AWS CloudFormationのマッピング(Mappings)と条件分岐(Conditions)を完全解説!初心者でもわかるインフラ自動化
生徒
「AWS CloudFormationって、環境ごとに設定を変えたいときはどうするんですか?」
先生
「そのときに活躍するのが、マッピング(Mappings)と条件分岐(Conditions)です。設定を自動で切り替えられます。」
生徒
「プログラミング未経験でも使えますか?」
先生
「大丈夫です。表と分岐ルールを覚える感覚で使えますよ。順番に見ていきましょう。」
1. AWS CloudFormationとは?インフラ自動化の基本
AWS CloudFormation(クラウドフォーメーション)は、AWSのインフラ構成をテンプレートで管理できる仕組みです。サーバーやネットワーク、ストレージなどを、手作業ではなく文章で定義できます。これにより、同じ環境を何度でも正確に作成でき、設定ミスも減ります。インフラ自動化、IaC(インフラ・アズ・コード)の代表的なサービスとして、多くの現場で使われています。
2. マッピング(Mappings)とは?設定を表で管理する仕組み
マッピング(マッピング)は、CloudFormationテンプレート内で使える「対応表」のような機能です。例えば、東京リージョンではこのAMI、大阪リージョンでは別のAMI、というように条件ごとの値をまとめて管理できます。プログラムが苦手な人でも、表を見る感覚で理解できるのが特徴です。環境差分の管理、リージョンごとの設定切り替えに強く、再利用性も高くなります。
3. マッピング(Mappings)の基本構文と書き方
マッピングは、テンプレートのMappingsセクションに記述します。キーと値を階層構造で定義し、あとから参照します。表の縦軸と横軸を決めて、交差する値を取り出すイメージです。
Mappings:
RegionMap:
ap-northeast-1:
AMI: ami-12345678
ap-northeast-3:
AMI: ami-87654321
この例では、リージョンごとにAMI IDを定義しています。設定を一か所にまとめられるため、管理がとても楽になります。
4. Fn::FindInMapでマッピングを使う方法
定義したマッピングは、Fn::FindInMapという関数で呼び出します。これは「この表から、この条件の値を取ってくる」という指示です。難しく考えず、表引きだと思ってください。
ImageId:
Fn::FindInMap:
- RegionMap
- !Ref AWS::Region
- AMI
現在のリージョンに応じて、自動的に正しいAMIが選ばれます。環境差分を意識せずにテンプレートを使い回せるのが大きなメリットです。

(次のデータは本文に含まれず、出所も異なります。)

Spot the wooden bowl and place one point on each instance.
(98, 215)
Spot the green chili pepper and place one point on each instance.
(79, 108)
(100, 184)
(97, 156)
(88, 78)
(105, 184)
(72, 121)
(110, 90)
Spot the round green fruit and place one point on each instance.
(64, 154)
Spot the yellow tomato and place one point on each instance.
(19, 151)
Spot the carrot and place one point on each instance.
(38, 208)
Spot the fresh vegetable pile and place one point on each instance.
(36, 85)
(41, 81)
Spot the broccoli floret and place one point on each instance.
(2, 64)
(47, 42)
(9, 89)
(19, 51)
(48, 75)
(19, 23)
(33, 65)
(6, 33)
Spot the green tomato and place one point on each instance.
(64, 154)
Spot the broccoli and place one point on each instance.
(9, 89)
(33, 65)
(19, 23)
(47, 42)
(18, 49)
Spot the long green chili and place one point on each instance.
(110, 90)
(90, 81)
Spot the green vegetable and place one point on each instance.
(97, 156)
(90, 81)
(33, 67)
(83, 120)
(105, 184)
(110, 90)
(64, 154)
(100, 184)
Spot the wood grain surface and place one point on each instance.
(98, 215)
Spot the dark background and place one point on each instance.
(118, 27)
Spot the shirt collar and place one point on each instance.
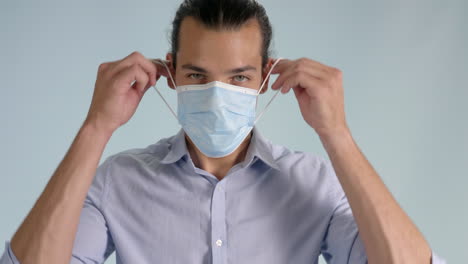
(259, 148)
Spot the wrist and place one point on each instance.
(336, 138)
(94, 128)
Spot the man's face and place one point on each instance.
(230, 56)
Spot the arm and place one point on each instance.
(388, 234)
(48, 232)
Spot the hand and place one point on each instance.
(319, 92)
(120, 86)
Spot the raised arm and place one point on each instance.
(388, 234)
(48, 232)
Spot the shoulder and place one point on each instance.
(310, 172)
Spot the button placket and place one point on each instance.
(218, 224)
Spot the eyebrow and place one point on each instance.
(232, 71)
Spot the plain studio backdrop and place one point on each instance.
(405, 69)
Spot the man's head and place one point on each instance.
(222, 40)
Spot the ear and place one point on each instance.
(170, 65)
(265, 71)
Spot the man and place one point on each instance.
(201, 196)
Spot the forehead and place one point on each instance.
(219, 47)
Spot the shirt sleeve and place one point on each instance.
(93, 242)
(342, 243)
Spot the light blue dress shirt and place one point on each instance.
(153, 205)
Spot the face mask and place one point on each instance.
(217, 116)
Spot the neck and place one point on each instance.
(218, 167)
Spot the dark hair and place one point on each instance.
(223, 14)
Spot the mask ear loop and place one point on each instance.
(173, 83)
(261, 87)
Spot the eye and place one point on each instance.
(196, 76)
(240, 78)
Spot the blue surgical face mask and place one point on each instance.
(217, 116)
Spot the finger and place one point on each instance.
(303, 80)
(161, 69)
(281, 66)
(134, 73)
(138, 58)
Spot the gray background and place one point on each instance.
(404, 64)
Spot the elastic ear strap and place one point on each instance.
(268, 75)
(261, 87)
(160, 95)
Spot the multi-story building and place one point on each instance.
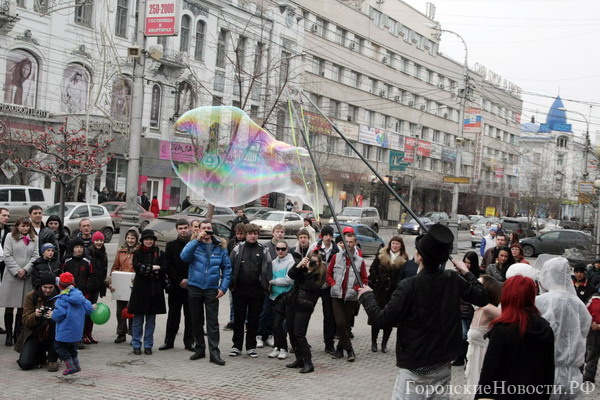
(373, 67)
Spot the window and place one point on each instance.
(200, 34)
(121, 18)
(222, 48)
(83, 13)
(184, 40)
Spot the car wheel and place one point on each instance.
(528, 250)
(107, 232)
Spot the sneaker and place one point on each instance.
(271, 341)
(274, 353)
(252, 353)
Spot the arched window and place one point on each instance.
(184, 40)
(74, 89)
(200, 33)
(21, 79)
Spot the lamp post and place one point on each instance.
(453, 224)
(585, 153)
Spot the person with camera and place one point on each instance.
(309, 276)
(209, 275)
(147, 297)
(36, 341)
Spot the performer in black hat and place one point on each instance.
(426, 310)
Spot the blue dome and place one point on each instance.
(556, 115)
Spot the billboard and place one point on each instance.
(162, 18)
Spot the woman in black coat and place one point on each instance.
(383, 274)
(309, 277)
(147, 294)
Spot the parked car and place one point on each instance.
(116, 208)
(360, 215)
(221, 214)
(165, 231)
(413, 227)
(438, 216)
(291, 221)
(256, 212)
(556, 242)
(17, 199)
(477, 229)
(75, 212)
(369, 240)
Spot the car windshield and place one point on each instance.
(272, 216)
(351, 212)
(53, 210)
(111, 207)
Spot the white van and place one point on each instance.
(17, 199)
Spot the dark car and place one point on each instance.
(369, 241)
(556, 242)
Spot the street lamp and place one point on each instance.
(453, 224)
(585, 152)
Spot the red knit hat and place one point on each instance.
(65, 280)
(97, 236)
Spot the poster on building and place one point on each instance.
(472, 120)
(318, 124)
(373, 136)
(162, 17)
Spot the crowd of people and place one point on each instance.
(503, 318)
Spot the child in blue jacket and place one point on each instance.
(69, 313)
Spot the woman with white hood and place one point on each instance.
(570, 322)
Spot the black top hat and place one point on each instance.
(435, 246)
(148, 234)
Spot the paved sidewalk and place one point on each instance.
(111, 371)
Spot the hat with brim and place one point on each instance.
(435, 246)
(148, 234)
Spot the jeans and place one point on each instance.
(343, 312)
(411, 386)
(66, 350)
(178, 298)
(265, 328)
(245, 306)
(592, 355)
(33, 352)
(199, 300)
(123, 325)
(148, 331)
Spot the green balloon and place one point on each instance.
(100, 315)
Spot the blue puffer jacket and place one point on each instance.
(69, 313)
(203, 274)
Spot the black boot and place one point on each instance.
(374, 334)
(308, 367)
(8, 320)
(339, 352)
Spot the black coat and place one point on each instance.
(147, 294)
(515, 360)
(426, 310)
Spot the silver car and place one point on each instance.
(75, 212)
(291, 221)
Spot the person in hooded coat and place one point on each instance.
(570, 321)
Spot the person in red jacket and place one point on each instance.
(593, 340)
(154, 207)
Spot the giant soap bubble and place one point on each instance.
(236, 161)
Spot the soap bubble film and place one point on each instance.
(236, 161)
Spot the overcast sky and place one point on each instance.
(547, 47)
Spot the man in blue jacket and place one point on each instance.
(209, 275)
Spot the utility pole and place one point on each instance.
(130, 215)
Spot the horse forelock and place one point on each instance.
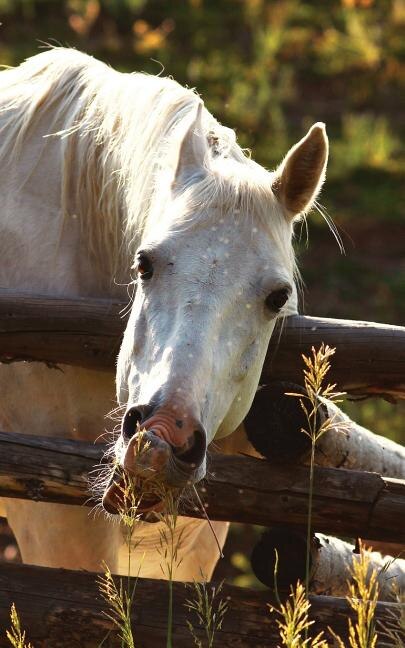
(117, 132)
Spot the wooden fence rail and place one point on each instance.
(370, 357)
(239, 489)
(63, 609)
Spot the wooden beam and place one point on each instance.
(64, 608)
(370, 358)
(238, 489)
(274, 427)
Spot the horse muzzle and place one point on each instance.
(166, 451)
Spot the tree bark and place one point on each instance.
(275, 422)
(370, 358)
(238, 489)
(331, 563)
(64, 609)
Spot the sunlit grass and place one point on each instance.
(16, 635)
(209, 609)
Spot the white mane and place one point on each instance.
(117, 131)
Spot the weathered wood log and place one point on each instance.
(274, 427)
(238, 489)
(331, 562)
(64, 609)
(370, 358)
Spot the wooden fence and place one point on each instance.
(63, 609)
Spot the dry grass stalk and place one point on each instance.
(293, 621)
(15, 635)
(210, 612)
(362, 598)
(317, 368)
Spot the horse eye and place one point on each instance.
(144, 266)
(277, 299)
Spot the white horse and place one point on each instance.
(109, 180)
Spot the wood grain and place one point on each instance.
(64, 609)
(370, 358)
(238, 489)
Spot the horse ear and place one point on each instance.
(193, 146)
(300, 176)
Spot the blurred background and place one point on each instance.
(269, 70)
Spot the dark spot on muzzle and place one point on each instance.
(193, 451)
(134, 418)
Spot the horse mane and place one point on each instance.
(116, 132)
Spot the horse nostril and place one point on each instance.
(131, 421)
(193, 452)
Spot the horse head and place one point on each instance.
(215, 269)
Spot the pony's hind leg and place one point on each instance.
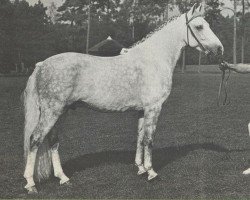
(150, 121)
(248, 170)
(29, 171)
(139, 150)
(54, 144)
(47, 120)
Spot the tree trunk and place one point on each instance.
(88, 30)
(235, 36)
(243, 32)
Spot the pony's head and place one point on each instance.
(198, 33)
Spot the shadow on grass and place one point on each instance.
(161, 157)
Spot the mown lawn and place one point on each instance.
(200, 149)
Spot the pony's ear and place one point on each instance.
(201, 9)
(193, 8)
(197, 9)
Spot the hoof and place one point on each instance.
(32, 190)
(151, 174)
(246, 171)
(141, 170)
(65, 183)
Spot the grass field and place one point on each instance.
(200, 149)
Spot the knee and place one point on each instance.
(35, 141)
(148, 142)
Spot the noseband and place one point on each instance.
(192, 33)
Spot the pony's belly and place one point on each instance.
(113, 103)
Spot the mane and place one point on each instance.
(171, 19)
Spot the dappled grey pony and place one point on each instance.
(140, 79)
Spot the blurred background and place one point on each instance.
(33, 30)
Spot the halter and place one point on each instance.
(191, 31)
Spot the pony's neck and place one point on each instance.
(166, 44)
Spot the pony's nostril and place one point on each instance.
(219, 50)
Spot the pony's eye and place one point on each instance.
(199, 27)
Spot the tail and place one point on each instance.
(43, 166)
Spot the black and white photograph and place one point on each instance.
(124, 99)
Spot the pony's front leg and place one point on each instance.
(150, 121)
(54, 145)
(248, 170)
(58, 171)
(29, 171)
(139, 149)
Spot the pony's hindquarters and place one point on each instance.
(43, 165)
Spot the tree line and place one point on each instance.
(29, 34)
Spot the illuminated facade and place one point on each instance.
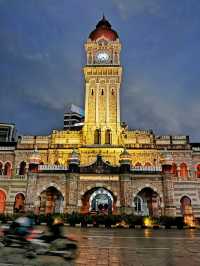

5. 条件分岐(Conditions)とは?環境で処理を切り替える
条件分岐(コンディション)は、「もし○○なら作成する」「違えば作らない」といった判断をCloudFormationにさせる仕組みです。開発環境では作るが、本番環境では作らないリソース、というような制御が可能になります。人の判断を減らし、自動化を進めるうえで欠かせません。
6. Conditionsの定義方法とよく使う関数
Conditionsは、Parametersと組み合わせて使うことが多いです。環境名を受け取り、それが特定の値かどうかを判定します。代表的な関数には、Fn::EqualsやFn::Andなどがあります。
Conditions:
IsProd:
Fn::Equals:
- !Ref EnvType
- prod
この条件は、EnvTypeがprodの場合に真になります。設定ファイルでON・OFFを切り替える感覚に近いです。
7. 条件分岐(Conditions)をリソースに適用する方法
定義した条件は、ResourcesセクションでConditionとして指定します。条件が真のときだけ、そのリソースが作成されます。これにより、環境ごとに無駄なリソースを作らずに済みます。
MyEC2:
Type: AWS::EC2::Instance
Condition: IsProd
Properties:
InstanceType: t3.micro
本番環境だけEC2を作成する、といった制御が簡単にできます。
8. マッピングと条件分岐を組み合わせる実践例
マッピングと条件分岐を組み合わせることで、より柔軟なテンプレートが作れます。例えば、環境ごとにインスタンスタイプを変えたり、特定環境だけ追加設定を入れたりできます。これにより、1つのテンプレートで複数環境を安全に管理できます。CloudFormationの理解が深まると、インフラ構築のスピードと品質が大きく向上します。